Sensor Systems for Smart Diagnostics and Assay
: Artificial Molecular Recognition Design to Accelerate Development Time
There has been a strong drive to find next-generation biochemical markers sensing technology for faster and simpler diagnostics, which can directly detect target molecules in on-site samples without complicated sample preparation steps. Even though traditional analytical chemistry including mass spectroscopy or chromatography has a lot of advantages, we could not accelerate development time due to the complicated development and production process and their non-versatility. To accelerate the diagnostic approaches for various unknown diseases, we are developing a rapid and label-free sensor system based on a unique molecular recognition technique. We design tailored 3D interfaces of the fluorescent nanotransducer and fabricate the preemptive sensor library for target biochemical markers.

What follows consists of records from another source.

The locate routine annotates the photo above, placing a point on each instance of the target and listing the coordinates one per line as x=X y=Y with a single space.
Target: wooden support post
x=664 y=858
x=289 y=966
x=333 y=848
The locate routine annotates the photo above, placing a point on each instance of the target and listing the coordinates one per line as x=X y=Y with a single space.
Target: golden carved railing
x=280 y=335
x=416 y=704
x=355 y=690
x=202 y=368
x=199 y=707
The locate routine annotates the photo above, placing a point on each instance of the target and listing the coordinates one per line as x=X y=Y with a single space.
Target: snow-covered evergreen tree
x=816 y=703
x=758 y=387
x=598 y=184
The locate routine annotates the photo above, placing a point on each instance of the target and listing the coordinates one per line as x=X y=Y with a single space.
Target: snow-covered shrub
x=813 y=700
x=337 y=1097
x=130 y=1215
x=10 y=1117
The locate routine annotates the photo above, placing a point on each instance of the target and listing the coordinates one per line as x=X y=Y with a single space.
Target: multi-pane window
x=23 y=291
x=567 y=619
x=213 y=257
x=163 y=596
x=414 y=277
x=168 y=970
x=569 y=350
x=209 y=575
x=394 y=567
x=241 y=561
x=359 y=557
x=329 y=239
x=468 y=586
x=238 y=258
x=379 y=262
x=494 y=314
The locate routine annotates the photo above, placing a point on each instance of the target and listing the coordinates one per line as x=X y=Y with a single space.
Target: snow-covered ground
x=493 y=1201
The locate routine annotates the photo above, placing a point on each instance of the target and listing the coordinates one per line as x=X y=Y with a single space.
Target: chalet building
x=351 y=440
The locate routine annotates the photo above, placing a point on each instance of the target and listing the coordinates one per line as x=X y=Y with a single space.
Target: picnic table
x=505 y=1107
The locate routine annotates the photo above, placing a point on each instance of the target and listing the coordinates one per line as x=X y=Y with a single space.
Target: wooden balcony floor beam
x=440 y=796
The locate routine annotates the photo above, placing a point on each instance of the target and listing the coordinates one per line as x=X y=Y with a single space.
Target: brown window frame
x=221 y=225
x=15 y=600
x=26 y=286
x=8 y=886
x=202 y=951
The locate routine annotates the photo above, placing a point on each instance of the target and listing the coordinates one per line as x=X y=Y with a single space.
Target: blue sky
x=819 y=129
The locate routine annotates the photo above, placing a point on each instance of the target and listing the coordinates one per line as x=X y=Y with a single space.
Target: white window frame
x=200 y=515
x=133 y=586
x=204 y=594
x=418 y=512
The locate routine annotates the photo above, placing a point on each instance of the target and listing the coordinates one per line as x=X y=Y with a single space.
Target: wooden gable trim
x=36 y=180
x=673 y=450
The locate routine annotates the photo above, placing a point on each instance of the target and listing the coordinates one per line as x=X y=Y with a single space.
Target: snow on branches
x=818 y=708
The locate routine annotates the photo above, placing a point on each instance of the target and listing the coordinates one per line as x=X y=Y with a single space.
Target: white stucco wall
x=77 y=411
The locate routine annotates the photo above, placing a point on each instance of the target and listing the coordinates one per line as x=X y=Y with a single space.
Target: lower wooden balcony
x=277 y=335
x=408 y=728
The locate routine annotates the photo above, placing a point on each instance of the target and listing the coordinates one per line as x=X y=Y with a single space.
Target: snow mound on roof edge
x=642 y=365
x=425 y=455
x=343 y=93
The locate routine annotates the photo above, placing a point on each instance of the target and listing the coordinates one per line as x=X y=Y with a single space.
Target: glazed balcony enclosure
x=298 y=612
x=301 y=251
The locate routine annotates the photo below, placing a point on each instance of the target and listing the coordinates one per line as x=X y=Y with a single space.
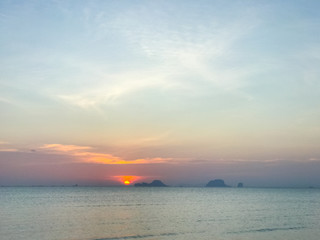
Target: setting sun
x=127 y=180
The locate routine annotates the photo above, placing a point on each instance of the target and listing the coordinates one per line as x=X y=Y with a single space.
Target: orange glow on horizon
x=127 y=180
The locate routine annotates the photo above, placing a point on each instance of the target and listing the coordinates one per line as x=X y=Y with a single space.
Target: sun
x=126 y=182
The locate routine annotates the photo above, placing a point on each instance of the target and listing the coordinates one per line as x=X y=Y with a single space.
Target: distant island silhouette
x=154 y=183
x=240 y=185
x=216 y=183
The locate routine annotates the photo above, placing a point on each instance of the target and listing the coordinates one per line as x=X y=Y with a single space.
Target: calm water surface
x=158 y=213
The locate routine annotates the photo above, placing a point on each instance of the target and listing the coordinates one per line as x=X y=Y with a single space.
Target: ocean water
x=76 y=213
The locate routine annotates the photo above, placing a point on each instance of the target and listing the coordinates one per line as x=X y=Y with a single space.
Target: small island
x=216 y=183
x=154 y=183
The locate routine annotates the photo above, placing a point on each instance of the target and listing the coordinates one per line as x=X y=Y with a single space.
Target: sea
x=149 y=213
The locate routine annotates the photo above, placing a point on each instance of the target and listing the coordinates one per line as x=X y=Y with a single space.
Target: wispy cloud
x=168 y=56
x=88 y=155
x=5 y=147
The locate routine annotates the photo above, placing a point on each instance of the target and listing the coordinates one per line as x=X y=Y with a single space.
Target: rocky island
x=154 y=183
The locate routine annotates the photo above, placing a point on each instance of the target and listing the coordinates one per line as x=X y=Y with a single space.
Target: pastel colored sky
x=182 y=91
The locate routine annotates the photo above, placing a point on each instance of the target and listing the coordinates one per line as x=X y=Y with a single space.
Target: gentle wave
x=268 y=230
x=138 y=236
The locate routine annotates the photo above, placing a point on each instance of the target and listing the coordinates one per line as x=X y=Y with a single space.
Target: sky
x=99 y=92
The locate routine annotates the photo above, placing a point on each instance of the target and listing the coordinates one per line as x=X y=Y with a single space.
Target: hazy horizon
x=103 y=92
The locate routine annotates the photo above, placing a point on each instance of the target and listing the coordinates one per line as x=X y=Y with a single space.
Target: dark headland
x=154 y=183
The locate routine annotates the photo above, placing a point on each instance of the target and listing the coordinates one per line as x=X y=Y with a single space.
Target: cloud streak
x=87 y=155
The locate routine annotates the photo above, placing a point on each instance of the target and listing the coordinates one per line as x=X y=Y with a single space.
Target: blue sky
x=143 y=84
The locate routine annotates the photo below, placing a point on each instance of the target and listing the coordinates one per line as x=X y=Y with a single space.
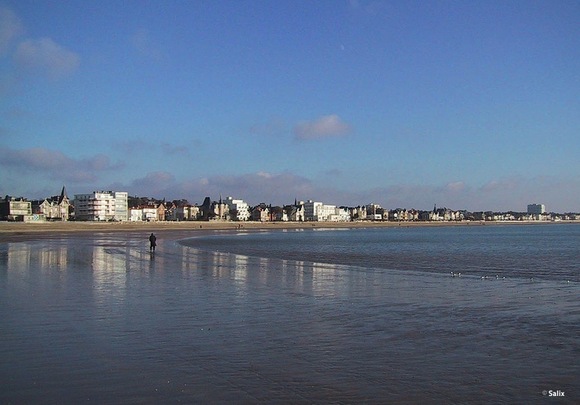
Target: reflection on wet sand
x=101 y=319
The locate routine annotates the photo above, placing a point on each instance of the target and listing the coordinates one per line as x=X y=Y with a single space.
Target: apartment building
x=102 y=206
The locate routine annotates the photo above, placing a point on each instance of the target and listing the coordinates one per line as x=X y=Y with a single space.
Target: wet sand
x=93 y=316
x=19 y=231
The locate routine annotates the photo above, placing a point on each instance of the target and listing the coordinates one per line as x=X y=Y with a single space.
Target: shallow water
x=99 y=319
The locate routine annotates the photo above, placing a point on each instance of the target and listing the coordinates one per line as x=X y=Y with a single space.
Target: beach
x=13 y=231
x=90 y=315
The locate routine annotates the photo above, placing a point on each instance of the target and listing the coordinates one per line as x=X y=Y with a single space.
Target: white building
x=239 y=207
x=317 y=211
x=536 y=209
x=102 y=206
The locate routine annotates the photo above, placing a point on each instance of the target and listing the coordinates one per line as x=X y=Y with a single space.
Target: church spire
x=62 y=195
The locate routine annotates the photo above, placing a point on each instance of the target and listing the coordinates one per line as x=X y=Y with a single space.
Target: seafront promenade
x=15 y=231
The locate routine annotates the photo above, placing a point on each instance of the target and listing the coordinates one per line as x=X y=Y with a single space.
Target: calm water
x=360 y=316
x=549 y=252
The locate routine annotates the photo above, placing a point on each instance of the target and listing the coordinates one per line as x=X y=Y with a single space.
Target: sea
x=472 y=314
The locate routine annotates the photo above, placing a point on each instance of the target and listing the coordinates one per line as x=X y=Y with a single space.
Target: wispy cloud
x=10 y=28
x=165 y=148
x=272 y=127
x=46 y=56
x=327 y=126
x=54 y=164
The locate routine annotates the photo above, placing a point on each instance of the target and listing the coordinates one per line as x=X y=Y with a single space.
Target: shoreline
x=21 y=231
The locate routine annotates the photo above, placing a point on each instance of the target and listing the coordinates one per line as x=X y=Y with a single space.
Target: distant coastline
x=19 y=231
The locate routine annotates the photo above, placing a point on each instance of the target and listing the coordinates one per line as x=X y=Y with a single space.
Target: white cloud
x=51 y=164
x=10 y=28
x=46 y=56
x=327 y=126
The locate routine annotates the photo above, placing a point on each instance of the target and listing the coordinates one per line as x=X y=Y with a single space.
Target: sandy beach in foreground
x=19 y=231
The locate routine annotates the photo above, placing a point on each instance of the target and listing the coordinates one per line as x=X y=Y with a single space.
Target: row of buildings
x=118 y=206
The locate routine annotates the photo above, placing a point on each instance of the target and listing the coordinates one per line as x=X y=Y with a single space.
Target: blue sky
x=466 y=104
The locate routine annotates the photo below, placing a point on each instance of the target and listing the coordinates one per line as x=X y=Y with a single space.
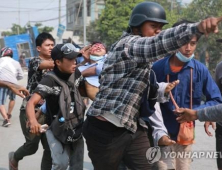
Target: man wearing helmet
x=10 y=71
x=113 y=130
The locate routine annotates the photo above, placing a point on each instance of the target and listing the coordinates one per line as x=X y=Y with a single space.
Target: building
x=74 y=15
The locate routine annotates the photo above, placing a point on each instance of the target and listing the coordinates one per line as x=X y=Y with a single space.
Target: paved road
x=11 y=138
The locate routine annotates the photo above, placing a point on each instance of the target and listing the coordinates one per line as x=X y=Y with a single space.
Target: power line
x=49 y=19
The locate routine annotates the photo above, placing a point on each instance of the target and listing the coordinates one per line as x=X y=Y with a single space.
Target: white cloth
x=10 y=70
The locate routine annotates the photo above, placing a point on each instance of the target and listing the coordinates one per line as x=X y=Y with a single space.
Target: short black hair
x=185 y=21
x=42 y=37
x=99 y=42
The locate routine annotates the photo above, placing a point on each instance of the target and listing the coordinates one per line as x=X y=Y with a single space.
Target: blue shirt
x=93 y=80
x=203 y=83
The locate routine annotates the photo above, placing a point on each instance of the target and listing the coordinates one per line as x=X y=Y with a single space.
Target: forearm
x=30 y=112
x=156 y=121
x=89 y=72
x=162 y=97
x=5 y=84
x=213 y=113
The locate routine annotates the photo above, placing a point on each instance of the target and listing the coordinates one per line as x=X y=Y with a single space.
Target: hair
x=185 y=21
x=40 y=39
x=99 y=42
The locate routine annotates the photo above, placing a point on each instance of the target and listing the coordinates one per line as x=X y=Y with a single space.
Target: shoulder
x=200 y=66
x=160 y=62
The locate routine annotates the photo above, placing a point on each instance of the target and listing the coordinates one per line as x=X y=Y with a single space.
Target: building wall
x=19 y=44
x=74 y=15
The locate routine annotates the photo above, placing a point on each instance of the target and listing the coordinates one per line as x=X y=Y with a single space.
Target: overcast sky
x=33 y=10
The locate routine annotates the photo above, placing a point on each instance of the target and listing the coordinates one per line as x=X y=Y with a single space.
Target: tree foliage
x=115 y=17
x=18 y=29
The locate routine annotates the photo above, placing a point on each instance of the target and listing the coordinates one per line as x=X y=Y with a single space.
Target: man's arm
x=146 y=49
x=30 y=112
x=20 y=73
x=16 y=89
x=46 y=64
x=213 y=113
x=160 y=133
x=89 y=72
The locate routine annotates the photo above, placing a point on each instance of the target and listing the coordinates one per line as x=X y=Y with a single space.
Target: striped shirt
x=125 y=72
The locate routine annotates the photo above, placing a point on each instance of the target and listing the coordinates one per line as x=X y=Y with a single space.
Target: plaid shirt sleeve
x=145 y=49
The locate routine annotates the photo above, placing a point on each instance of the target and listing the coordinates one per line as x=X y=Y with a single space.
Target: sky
x=33 y=10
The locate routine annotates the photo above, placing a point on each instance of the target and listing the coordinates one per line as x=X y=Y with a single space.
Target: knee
x=60 y=165
x=32 y=148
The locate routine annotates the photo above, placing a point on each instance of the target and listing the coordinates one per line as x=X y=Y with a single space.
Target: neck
x=44 y=57
x=61 y=75
x=174 y=61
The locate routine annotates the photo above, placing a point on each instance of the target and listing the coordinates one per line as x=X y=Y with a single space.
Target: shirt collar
x=167 y=69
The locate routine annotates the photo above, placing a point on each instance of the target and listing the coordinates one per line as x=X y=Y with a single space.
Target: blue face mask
x=96 y=58
x=183 y=58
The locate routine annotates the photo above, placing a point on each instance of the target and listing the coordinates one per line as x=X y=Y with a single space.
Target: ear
x=57 y=62
x=38 y=48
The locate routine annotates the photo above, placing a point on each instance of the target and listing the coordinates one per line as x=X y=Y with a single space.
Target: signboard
x=61 y=30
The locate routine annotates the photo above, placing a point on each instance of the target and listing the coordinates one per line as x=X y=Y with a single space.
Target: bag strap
x=191 y=92
x=66 y=91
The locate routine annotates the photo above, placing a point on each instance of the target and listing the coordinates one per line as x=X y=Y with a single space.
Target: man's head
x=147 y=19
x=98 y=49
x=6 y=52
x=44 y=44
x=64 y=56
x=186 y=52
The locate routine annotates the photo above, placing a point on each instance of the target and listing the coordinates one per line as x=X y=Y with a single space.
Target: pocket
x=197 y=90
x=98 y=135
x=186 y=133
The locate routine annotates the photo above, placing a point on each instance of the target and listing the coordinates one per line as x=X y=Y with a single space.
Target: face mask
x=183 y=58
x=95 y=58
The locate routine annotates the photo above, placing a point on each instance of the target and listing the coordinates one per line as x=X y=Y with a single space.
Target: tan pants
x=174 y=157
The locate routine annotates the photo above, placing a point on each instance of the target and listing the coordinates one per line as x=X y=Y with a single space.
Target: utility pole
x=59 y=11
x=18 y=16
x=84 y=21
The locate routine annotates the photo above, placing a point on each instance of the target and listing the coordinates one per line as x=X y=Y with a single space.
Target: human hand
x=206 y=127
x=185 y=115
x=165 y=141
x=209 y=25
x=18 y=90
x=86 y=51
x=171 y=85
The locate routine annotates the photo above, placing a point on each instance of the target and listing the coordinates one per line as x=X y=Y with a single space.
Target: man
x=92 y=69
x=192 y=75
x=38 y=66
x=16 y=89
x=111 y=130
x=11 y=71
x=49 y=89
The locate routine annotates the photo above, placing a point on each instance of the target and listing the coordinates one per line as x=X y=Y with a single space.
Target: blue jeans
x=65 y=155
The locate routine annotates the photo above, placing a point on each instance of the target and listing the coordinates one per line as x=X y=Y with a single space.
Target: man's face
x=98 y=49
x=188 y=49
x=66 y=65
x=46 y=48
x=150 y=28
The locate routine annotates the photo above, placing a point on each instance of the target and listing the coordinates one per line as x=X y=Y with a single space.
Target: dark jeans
x=31 y=145
x=219 y=145
x=108 y=145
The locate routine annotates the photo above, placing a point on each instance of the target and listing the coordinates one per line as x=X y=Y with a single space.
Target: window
x=70 y=14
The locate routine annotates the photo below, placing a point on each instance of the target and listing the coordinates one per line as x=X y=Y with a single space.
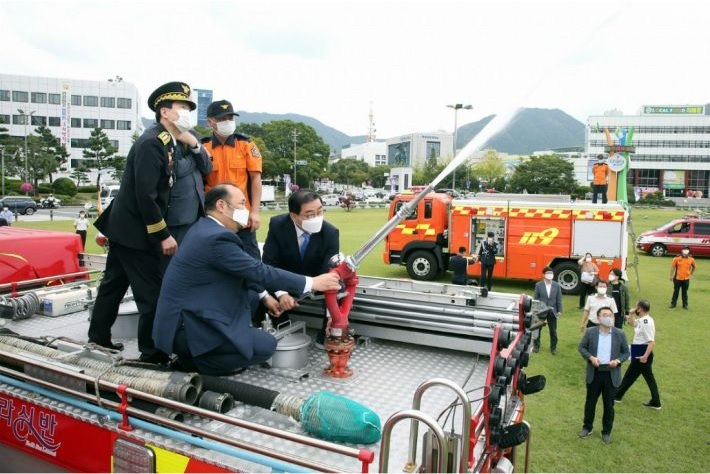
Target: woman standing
x=589 y=273
x=621 y=296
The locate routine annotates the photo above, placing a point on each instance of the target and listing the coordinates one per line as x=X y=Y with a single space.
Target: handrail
x=325 y=445
x=465 y=430
x=419 y=416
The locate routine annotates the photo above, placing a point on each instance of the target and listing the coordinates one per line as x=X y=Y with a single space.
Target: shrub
x=64 y=186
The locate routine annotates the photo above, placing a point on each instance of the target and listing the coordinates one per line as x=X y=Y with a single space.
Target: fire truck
x=532 y=231
x=448 y=359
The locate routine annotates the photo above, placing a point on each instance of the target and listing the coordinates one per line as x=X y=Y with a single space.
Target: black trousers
x=601 y=385
x=680 y=285
x=225 y=359
x=635 y=369
x=139 y=269
x=599 y=189
x=487 y=276
x=552 y=325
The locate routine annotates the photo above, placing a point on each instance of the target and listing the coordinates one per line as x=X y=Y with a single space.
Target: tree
x=543 y=174
x=490 y=168
x=99 y=151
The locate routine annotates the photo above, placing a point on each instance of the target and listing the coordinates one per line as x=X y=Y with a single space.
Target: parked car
x=691 y=231
x=19 y=204
x=330 y=199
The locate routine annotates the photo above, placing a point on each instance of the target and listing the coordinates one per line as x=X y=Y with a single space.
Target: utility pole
x=294 y=134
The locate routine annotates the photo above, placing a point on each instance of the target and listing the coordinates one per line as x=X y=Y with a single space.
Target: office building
x=71 y=109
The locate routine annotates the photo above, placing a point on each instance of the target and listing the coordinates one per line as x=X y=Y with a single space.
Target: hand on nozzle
x=326 y=282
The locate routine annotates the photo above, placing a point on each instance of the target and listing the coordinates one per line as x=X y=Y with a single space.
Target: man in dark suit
x=205 y=306
x=135 y=224
x=301 y=241
x=605 y=348
x=549 y=292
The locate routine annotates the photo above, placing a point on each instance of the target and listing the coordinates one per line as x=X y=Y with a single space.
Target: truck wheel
x=567 y=275
x=657 y=250
x=421 y=265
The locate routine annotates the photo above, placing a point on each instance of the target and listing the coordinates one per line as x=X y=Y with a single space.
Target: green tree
x=99 y=151
x=490 y=168
x=543 y=174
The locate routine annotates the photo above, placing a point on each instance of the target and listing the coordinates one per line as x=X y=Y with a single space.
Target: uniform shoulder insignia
x=241 y=137
x=164 y=137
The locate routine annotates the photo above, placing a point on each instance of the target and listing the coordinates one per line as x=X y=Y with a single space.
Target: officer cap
x=172 y=91
x=220 y=108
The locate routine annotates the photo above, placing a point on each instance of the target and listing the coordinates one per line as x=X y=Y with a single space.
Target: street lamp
x=456 y=108
x=27 y=117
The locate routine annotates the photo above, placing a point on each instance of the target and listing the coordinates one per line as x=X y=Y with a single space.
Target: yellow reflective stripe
x=157 y=227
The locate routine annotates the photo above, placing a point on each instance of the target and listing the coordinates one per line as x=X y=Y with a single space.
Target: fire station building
x=672 y=147
x=71 y=109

We are interested in the development timeline and workflow necessary to generate a sensor for biomarker detection, starting from the identification of the new target itself to deployable hardware ready for a screening of the population. If new target molecules begins to circulate, this workflow can generate a 3D nanointerface library and synthesize recognition candidates within a few days. Computational analysis can be used to predict selectivity and sensitivity performance in advance of experimental validation. Then, the optimized nanosensor with selective recognition for the unknown biomolecular target can be interfaced directly to the existing on-site platform. Based on the sensing and diagnosis data, we are constructing the database of sensor libraries onto a variety of viruses or disease markers. In this way, the workflow allows for a potential feedback loop for continual sensor development targeting new, emerging viruses, leveraging numerical modeling.